Fairy-tale, Cinderella-esque couplings - such as that of Prince William and Kate Middleton - and gold-digger gossip that makes for salacious tabloid fodder (see Anna Nicole Smith) are two sides of the same coin, really.

It's a familiar narrative that reduces every couple to the familiar equation of moneyed husband and trophy wife.

It can get even more complicated when race comes into the picture. After all, aren't Asian wives supposed to be docile and submissive?

Judging by those who have been in the news recently, I'd say, no.

In the past year, more than a few prominent Chinese wives who pack a punch have hogged the headlines, including one who, quite literally, threw one.

Mrs Wendi Deng Murdoch caused tongues to wag in 1999 when she married media mogul Rupert Murdoch - who is more than 30 years her senior - just three weeks after he divorced second wife Anna Torv.

But last year, she was the only bright spark in the tortuous phone-hacking scandal hearing, after she clobbered an intruder who had attempted to throw a plate of foam at her husband.

Besides defending her media mogul husband, she has been credited with strongly influencing Mr Murdoch's media business in China, and is on the board of advisers at the Yale School of Management, of which she is an alumnus.

On the school's website, she is listed as "Co-founder and Film Producer, Big Feet Productions" - her film company, which produced tearjerker Snow Flower And The Secret Fan last year.

Less well-known is the other co-founder of Big Feet - Mrs Florence Sloan, a Malaysian Chinese married to Hollywood veteran Harry Sloan, former chairman and chief executive of MGM Studios.

Born in Malaysia and educated in Britain, Mrs Sloan has had less media attention showered on her but, in interviews on their film, the law graduate exuded confidence as she deftly fielded questions in precisely enunciated English.
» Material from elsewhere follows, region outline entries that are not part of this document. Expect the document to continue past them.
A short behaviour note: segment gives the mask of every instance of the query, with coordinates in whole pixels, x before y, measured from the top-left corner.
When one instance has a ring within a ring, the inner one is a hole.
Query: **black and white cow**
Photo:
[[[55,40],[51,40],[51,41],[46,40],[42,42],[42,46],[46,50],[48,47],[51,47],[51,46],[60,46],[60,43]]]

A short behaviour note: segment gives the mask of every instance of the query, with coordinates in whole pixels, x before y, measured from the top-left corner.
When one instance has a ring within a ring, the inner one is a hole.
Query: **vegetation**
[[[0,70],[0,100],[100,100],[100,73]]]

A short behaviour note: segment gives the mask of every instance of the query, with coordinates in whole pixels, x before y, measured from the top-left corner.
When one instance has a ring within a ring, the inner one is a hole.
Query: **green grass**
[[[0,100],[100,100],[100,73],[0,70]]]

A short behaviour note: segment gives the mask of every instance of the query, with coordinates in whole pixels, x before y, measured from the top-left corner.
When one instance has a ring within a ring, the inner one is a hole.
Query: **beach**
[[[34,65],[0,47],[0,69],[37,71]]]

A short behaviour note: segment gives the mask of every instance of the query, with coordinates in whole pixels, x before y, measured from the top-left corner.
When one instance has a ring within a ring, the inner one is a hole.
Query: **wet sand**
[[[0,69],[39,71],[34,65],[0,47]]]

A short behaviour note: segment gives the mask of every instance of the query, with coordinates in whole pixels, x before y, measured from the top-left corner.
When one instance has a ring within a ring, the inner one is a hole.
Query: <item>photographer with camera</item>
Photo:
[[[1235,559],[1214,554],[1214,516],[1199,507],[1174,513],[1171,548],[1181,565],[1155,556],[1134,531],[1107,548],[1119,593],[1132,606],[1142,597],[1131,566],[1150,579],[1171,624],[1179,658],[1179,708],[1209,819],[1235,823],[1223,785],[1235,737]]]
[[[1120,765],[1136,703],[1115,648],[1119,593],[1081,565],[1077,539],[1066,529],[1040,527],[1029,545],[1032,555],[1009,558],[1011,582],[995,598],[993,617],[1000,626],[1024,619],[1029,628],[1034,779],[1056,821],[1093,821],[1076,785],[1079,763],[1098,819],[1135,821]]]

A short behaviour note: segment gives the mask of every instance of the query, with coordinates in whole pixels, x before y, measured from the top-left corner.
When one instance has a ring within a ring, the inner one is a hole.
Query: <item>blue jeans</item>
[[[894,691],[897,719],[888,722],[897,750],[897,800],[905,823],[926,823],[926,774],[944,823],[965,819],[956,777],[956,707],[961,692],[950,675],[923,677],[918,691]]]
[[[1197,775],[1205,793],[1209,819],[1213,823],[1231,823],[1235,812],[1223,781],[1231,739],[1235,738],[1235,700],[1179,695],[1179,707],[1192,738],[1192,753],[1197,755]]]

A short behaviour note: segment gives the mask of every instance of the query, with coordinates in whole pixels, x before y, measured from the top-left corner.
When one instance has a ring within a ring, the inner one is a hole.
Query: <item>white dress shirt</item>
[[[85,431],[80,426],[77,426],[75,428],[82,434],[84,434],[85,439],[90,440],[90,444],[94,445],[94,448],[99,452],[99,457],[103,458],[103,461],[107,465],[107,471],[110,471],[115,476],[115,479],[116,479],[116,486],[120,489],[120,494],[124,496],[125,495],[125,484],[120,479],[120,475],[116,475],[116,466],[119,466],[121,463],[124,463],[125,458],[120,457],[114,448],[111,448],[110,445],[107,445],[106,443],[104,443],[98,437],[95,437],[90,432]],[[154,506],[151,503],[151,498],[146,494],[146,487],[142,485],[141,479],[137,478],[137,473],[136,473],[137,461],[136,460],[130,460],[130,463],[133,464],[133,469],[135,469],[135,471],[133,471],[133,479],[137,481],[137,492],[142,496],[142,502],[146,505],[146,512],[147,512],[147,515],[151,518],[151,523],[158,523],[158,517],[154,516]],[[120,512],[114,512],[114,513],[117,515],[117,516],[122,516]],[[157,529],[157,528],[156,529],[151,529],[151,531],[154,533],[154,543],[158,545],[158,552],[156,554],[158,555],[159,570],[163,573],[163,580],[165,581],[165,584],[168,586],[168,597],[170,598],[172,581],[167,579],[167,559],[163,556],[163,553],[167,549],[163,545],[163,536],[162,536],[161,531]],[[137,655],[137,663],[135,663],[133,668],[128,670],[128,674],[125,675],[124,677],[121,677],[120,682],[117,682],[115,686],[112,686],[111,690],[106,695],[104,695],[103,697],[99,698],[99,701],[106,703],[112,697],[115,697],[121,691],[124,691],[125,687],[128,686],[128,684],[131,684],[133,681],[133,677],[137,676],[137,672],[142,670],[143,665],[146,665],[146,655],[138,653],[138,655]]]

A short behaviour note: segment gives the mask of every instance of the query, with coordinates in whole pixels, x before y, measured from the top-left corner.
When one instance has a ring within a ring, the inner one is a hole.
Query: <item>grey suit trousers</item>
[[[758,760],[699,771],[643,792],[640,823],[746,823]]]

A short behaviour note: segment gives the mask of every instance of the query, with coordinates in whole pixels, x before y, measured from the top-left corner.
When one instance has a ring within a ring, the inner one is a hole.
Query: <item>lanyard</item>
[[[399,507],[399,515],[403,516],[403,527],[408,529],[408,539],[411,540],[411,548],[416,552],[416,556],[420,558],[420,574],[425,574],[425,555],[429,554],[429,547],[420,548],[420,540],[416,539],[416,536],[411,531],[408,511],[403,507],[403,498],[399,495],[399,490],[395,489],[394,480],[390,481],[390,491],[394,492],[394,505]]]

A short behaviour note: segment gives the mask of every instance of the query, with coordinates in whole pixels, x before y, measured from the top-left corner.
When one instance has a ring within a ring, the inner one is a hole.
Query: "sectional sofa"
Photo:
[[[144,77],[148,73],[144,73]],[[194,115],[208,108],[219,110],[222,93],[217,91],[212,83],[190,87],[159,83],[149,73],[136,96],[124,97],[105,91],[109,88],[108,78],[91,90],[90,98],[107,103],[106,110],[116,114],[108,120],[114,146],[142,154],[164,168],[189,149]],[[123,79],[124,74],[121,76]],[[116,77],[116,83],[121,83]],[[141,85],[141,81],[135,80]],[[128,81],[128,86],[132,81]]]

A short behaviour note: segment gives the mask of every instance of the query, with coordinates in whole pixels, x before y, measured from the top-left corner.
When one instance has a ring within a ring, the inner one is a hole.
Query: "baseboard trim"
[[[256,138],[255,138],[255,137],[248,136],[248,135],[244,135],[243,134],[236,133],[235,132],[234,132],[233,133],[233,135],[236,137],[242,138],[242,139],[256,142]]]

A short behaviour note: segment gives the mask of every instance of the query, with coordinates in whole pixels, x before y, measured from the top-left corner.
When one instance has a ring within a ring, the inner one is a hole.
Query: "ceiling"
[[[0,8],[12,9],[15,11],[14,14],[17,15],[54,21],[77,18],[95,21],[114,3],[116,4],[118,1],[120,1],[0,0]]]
While Tiger Mother Amy Chua is married to a professor, not a mogul, she is still a strong woman who has made the news, triggering a storm of controversy and introducing a new catchphrase into popular culture with her book, The Battle Hymn Of The Tiger Mother.

So much has been said about the Yale law professor's controversial child-rearing methods, that her successful career has become a footnote.

And many would not know that she wrote another book in 2001, World On Fire, which was also controversial in its own way, bearing the subtitle: "How exporting free market democracy breeds ethnic hatred and global instability".

Two prominent media couples in which both husband and wife pull their weight come to mind as well: New York Times columnist Nicholas Kristof and wife Sheryl WuDunn, who was the first Asian American to win a Pulitzer; as well as former CBS and CNN presenter Connie Chung and her talk-show host husband Maury Povich.

At a luncheon, Chung once changed the lyrics of a song and sang: "I'm buzzed when my ratings beat Maury's", in a joke about competing with Povich.